Glyoxalase 2 Coordinates de Novo Serine Metabolism

Marissa N. Trujillo, Erin Q. Jennings, Dominique O. Farrera, Naoya Kitamura, Colin C. Anderson, Sarah Gehrke, Julie A. Reisz, Mogens Johannsen, James R. Roede, Angelo D'Alessandro, James J. Galligan

Research output: Contribution to journalArticlepeer-review

Abstract

Phosphoglycerate dehydrogenase (PHGDH) is the first enzyme in de novo Ser biosynthesis.

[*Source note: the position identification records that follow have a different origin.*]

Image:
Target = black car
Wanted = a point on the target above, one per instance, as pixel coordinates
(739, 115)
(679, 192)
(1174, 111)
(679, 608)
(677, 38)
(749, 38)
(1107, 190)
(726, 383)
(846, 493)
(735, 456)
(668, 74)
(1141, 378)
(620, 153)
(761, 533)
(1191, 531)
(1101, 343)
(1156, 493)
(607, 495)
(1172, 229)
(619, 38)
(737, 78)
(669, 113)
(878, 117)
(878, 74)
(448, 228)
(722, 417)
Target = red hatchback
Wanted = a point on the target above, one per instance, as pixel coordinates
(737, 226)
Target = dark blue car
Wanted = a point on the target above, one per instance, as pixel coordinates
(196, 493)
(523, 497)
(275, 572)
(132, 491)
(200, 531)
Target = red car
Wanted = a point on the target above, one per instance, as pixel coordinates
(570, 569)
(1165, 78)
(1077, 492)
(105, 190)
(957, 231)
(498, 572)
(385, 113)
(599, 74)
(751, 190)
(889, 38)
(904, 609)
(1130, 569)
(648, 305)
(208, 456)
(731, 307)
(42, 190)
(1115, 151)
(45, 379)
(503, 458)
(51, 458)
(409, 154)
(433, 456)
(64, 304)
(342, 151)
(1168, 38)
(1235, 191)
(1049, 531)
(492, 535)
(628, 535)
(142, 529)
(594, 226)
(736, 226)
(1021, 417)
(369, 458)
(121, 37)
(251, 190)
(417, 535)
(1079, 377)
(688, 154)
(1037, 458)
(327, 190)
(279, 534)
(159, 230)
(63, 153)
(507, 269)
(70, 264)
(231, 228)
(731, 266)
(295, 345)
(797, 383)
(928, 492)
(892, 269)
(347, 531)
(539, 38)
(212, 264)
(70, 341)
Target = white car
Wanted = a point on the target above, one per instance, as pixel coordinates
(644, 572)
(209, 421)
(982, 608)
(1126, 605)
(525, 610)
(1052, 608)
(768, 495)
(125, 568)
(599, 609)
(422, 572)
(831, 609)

Numerous metabolic pathways rely on Ser as a precursor, most notably one-carbon metabolism, glutathione biosynthesis, and de novo nucleotide biosynthesis. To facilitate proliferation, many cancer cells shunt glycolytic flux through this pathway, placing PHGDH as a metabolic liability and feasible therapeutic target for the treatment of cancer. Herein, we demonstrate the post-translational modification (PTM) of PHGDH by lactoylLys. These PTMs are generated through a non-enzymatic acyl transfer from the glyoxalase cycle intermediate, lactoylglutathione (LGSH). Knockout of the primary LGSH regulatory enzyme, glyoxalase 2 (GLO2), results in increased LGSH and resulting lactoylLys modification of PHGDH. These PTMs reduce enzymatic activity, resulting in a marked reduction in intracellular Ser. Using stable isotope tracing, we demonstrate reduced flux through the de novo Ser biosynthetic pathway. Collectively, these data identify PHGDH as a target for modification by lactoylLys, resulting in reduced enzymatic activity and reduced intracellular Ser.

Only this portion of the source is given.